REVOLUCIÓN EN FRANCIA (y 3): LOS REYES AGITANDO LAS AGUAS




Asalto a las Tullerías el 10 de Agosto de 1792
Jean Duplessis-Bertaux (1793)
En el post anterior describía el clima que se respiraba en Francia cuando –agotada su función la Asamblea Constituyente- se convocaron elecciones a la Asamblea Legislativa. Rumores, denuncias y obsesión por las conspiraciones condicionaron a los nuevos cargos electos, notablemente distintos porque se prohibió la reelección de los diputados constituyentes: su perfil más joven, más plebeyo y más politizado contribuyó a polarizar el ambiente. Pero lo que fue definitivo, según Timothy Tackett, fue la metástasis del miedo y la sospecha que se extendió entre ellos: las referencias a complots llenan las series epistolares que este historiador utiliza en su libro “El terror en la Revolución Francesa”. Las cartas sugieren que los actos de fanatismo del clero refractario, el alza de precios, incluso las facciones que dividen la asamblea cuando se debate con angustia qué hacer con el rey (después de su traición) y las potencias absolutistas (después de sus amenazas) estaban provocadas por quienes “movían los hilos en secreto y se habían infiltrado en todas partes”. Girondinos y jacobinos se acusaban mutuamente de traición con la misma rabia que antes dirigían a la nobleza, y tal demonización del antagonista político se aceleró después del estallido de la guerra, porque los fracasos ante austriacos y prusianos dieron crédito a rumores sobre sabotajes: “no había pruebas, pero a fin de cuentas la esencia de las conspiraciones radicaba en su secretismo e impermeabilidad”, así que el enrarecido ambiente de sospechas mutuas se volvió más denso. Todos pensaban que los traidores se ocultaban tras solemnes discursos revolucionarios, que si se esperaba a descubrir las pruebas fehacientes sería demasiado tarde.
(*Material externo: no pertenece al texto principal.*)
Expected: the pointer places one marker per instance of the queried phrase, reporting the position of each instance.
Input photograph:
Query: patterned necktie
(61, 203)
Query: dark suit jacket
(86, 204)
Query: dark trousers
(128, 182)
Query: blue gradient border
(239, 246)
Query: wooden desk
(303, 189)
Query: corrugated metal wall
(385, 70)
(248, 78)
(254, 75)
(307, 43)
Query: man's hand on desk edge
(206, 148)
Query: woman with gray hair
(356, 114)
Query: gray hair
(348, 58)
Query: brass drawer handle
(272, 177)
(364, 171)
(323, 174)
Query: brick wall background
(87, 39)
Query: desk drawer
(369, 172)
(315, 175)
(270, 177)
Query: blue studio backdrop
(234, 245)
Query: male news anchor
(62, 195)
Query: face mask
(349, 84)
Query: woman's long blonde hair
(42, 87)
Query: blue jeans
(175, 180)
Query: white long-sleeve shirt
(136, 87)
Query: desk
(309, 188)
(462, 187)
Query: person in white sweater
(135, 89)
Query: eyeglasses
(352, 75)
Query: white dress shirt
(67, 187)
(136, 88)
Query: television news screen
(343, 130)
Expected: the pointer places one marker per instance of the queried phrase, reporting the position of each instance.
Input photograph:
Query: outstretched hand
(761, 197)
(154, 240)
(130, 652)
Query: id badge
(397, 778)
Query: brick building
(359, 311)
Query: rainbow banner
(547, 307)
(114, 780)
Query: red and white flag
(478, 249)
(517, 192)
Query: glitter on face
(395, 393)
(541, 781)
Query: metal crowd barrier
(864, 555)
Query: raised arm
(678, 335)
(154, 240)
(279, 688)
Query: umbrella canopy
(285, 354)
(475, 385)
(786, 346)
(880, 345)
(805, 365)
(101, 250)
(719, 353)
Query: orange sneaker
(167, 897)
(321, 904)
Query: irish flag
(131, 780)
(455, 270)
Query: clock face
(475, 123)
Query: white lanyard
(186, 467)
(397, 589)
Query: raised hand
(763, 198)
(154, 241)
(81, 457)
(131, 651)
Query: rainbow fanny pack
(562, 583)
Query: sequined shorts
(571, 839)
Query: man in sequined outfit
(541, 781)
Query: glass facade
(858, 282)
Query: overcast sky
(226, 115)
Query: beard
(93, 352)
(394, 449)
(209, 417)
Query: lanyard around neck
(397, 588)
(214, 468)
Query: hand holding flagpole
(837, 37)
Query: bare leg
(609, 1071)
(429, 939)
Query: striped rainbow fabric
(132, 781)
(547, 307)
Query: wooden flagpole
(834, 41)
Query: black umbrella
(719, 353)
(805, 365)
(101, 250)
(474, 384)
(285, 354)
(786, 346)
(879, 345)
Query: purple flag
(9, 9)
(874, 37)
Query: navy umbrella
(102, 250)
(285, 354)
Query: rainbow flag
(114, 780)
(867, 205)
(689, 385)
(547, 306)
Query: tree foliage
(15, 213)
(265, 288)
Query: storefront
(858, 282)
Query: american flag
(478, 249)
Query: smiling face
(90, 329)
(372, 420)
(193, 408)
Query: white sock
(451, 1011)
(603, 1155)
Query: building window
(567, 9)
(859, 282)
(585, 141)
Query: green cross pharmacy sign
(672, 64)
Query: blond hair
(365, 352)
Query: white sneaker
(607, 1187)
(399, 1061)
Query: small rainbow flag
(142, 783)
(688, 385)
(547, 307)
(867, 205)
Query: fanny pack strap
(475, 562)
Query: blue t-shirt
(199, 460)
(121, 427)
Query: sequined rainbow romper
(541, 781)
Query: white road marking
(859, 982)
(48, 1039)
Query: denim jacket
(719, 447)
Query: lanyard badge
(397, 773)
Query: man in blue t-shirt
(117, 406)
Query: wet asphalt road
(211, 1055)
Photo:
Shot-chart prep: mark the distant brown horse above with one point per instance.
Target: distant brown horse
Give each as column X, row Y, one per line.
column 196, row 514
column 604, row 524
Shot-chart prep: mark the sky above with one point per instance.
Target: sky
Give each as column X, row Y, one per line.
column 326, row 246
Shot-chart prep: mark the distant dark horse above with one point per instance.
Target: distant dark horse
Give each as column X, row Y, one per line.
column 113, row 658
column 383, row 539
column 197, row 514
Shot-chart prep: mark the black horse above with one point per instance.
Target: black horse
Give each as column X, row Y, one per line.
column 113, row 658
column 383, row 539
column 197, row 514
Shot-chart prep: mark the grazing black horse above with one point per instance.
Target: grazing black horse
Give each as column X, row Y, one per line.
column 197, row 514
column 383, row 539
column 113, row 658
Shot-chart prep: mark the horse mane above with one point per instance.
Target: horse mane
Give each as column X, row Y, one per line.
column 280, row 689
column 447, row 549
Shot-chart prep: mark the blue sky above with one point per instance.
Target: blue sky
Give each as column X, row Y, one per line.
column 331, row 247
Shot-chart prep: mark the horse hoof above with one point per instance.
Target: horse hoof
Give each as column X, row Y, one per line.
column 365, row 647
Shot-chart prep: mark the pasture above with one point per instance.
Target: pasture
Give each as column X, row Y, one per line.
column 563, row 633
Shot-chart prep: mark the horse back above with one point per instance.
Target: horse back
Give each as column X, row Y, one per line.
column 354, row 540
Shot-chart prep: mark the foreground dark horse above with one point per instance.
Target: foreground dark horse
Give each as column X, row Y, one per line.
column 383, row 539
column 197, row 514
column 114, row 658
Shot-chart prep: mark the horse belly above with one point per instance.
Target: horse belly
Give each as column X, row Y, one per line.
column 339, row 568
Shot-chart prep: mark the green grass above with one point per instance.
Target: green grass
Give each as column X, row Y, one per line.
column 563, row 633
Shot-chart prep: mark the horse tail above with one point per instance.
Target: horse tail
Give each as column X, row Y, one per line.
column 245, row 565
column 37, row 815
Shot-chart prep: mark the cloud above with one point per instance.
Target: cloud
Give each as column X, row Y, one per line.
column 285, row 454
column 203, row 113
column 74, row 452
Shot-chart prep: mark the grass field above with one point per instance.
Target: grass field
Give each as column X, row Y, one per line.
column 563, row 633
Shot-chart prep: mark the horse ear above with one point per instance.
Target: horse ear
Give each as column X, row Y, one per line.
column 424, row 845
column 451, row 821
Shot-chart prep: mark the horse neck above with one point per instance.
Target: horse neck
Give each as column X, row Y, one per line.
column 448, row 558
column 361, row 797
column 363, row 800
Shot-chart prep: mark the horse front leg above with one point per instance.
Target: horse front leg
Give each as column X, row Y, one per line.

Las amenazas del Duque de Brumswick a los parisinos fueron la gota que colmó el vaso: la masa de activistas parisinos, -los sans-culottes politizados a golpe de libelos, oradores callejeros, vendedores de periódicos y escritos de Rousseau-, se lanzó a la calle en agosto de 1792.



Aquella nueva revuelta dejó más de mil muertos alfombrando París; fue la mayor hecatombe en la ciudad desde el s. XVI. Quienes vieron asaltar las Tullerías comprendieron –como muestra su correspondencia- que se había iniciado una “segunda revolución”: la familia real fue encarcelada en la fortaleza medieval del Temple, se proclamó la República y se convocaron elecciones para que una nueva asamblea redactara una nueva constitución basada en el sufragio universal. La asamblea que aceleraba la revolución y convocaba elecciones debía enfrentarse al mismo tiempo al inaudito desafío que presentaba la Comuna de París como poder paralelo consagrado a la persecución de opositores. Aunque la violencia alcanzó, durante las “Matanzas de Septiembre”, cotas de brutalidad difíciles de explicar, la marcha de los contingentes de jóvenes voluntarios reclutados masivamente, y la extraordinaria inversión de la situación militar que puso fin a la amenaza extranjera, detuvieron la violencia callejera.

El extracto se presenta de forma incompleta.